Personne ou presque ne sait que le monde a frôlé une guerre nucléaire en 1983, mais Reagan modifiera son regard sur les Soviétiques. Le 18 novembre, il écrit dans son journal : « J’ai l’impression que les Soviétiques sont tellement sur leurs gardes, tellement paranoïaques d’une attaque que nous devons leur dire que personne ici n’a la moindre intention de les agresser, et ce sans rien leur céder pour autant. »

Lorsque Gorbatchev arrive au pouvoir en 1985, le président américain s’associe avec le réformateur soviétique pour démanteler les Pershing II, les Gryphon ou encore les SS-20, ce qui ne sera qu’un début dans la réduction de l’arsenal nucléaire. Aujourd’hui, les accords New START le limitent, dans chaque pays détenteur de l’arme atomique, à 1.550 ogives stratégiques et 700 missiles et bombardiers. Able Archer 83 marquera un tournant dans les relations entre Washington et Moscou.
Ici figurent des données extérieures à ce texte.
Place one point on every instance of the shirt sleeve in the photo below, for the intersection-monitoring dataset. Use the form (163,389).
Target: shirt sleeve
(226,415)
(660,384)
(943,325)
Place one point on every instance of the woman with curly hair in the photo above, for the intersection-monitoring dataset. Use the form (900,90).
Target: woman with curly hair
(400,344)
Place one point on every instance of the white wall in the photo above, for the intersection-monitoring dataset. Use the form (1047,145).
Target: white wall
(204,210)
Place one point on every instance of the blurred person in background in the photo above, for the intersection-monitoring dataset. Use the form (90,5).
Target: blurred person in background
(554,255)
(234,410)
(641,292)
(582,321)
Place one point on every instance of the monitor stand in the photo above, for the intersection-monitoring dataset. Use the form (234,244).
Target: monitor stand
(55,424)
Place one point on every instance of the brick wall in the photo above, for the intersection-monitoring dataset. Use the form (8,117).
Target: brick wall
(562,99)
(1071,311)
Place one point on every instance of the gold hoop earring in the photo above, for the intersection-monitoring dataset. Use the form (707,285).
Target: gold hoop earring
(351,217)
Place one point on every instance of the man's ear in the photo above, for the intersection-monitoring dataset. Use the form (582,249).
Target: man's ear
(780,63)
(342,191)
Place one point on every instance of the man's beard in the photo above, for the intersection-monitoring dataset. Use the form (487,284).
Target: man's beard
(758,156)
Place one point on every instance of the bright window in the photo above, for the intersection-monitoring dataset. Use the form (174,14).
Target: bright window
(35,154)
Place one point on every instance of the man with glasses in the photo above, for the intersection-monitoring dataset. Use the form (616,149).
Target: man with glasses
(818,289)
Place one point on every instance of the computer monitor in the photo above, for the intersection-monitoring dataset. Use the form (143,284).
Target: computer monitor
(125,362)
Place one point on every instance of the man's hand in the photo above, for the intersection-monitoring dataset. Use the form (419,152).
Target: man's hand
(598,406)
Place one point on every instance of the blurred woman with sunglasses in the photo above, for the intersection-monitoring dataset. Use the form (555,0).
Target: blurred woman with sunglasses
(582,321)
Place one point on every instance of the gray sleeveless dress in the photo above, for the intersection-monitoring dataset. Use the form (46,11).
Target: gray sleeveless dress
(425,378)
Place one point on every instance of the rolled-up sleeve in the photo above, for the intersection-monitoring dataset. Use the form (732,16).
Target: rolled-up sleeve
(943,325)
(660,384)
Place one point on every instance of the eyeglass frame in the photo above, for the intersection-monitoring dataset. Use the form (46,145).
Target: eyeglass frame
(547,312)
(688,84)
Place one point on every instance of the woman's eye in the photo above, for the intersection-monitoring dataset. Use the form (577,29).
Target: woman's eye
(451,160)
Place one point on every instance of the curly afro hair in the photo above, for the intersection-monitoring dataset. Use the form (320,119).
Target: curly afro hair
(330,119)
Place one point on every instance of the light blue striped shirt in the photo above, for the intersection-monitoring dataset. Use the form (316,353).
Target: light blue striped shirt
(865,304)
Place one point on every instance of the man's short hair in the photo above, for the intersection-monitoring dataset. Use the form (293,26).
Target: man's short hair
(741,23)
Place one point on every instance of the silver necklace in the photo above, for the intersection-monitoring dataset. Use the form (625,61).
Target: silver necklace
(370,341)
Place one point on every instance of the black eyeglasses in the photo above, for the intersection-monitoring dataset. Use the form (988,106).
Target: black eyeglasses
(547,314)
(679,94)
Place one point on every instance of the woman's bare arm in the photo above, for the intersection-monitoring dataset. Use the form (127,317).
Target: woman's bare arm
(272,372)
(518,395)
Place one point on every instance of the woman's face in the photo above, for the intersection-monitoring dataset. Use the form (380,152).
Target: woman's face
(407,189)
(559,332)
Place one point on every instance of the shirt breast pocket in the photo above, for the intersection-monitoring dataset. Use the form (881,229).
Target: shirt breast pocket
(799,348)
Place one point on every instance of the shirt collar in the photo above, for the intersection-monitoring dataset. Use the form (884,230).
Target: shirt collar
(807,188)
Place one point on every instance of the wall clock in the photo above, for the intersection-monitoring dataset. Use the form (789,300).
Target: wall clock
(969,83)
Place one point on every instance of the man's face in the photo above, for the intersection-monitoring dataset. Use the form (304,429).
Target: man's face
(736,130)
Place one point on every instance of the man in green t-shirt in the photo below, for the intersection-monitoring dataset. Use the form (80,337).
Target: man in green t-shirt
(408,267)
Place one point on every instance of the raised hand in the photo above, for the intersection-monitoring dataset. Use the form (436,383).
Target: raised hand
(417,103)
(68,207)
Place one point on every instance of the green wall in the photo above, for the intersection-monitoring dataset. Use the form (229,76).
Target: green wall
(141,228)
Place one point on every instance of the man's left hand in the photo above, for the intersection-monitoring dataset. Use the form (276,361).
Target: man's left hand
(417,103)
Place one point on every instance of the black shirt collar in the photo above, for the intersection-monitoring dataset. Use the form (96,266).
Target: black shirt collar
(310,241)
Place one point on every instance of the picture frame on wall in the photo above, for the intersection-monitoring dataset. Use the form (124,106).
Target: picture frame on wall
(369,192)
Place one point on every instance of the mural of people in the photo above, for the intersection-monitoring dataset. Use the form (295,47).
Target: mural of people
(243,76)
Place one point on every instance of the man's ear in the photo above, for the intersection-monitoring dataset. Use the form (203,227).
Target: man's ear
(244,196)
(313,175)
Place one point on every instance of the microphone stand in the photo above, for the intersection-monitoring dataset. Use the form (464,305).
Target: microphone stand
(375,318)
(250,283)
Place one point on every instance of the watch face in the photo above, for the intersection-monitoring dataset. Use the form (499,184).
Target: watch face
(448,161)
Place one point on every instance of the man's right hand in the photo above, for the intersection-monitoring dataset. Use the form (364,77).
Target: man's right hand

Malheureusement, ces relations ont fait marche arrière.
(...)

Donald Trump –dont la versatilité psychologique est un sujet de préoccupation– est passé maître en incertitude militaire, à force de déclarations confuses, contradictoires et parfois même va-t-en-guerre. Et les risques d’un malentendu ou d’une erreur de jugement ne se limitent pas à la Russie –la Corée du Nord est un autre adversaire de taille, qui œuvre depuis des décennies à l’élargissement de son arsenal nucléaire. Les États-Unis et la Corée du Sud ont récemment mené un exercice militaire conjoint d’envergure, qui aura mobilisé des dizaines de milliers de soldats. Et à l’instar des Soviétiques des années 1980, les Nord-Coréens ont pu craindre que de tels exercices ne soient en réalité la préparation déguisée d’une véritable attaque.

Able Archer 83 nous rappelle non seulement comment les armes nucléaires sont les quelques rares menaces existentielles pesant sur les États-Unis et leurs alliés, mais aussi l’humilité nécessaire à la conduite d’une bonne politique de défense. Les États-Unis sont convaincus qu’il suffit de bien exprimer ses intentions et de bien connaître celles de leurs adversaires pour mener une telle stratégie. Ils ont aussi tendance à se croire maîtres des conséquences de leurs actions. Deux phénomènes qui n’ont rien d’obligatoirement vrai. Il arrive que les malentendus, le hasard et les accidents écrivent aussi l’histoire. En 1983, c’est le sang-froid d’un homme qui nous aura évité l’anéantissement. Malheureusement, ce n’est pas pour cette qualité que Donald Trump est le plus connu.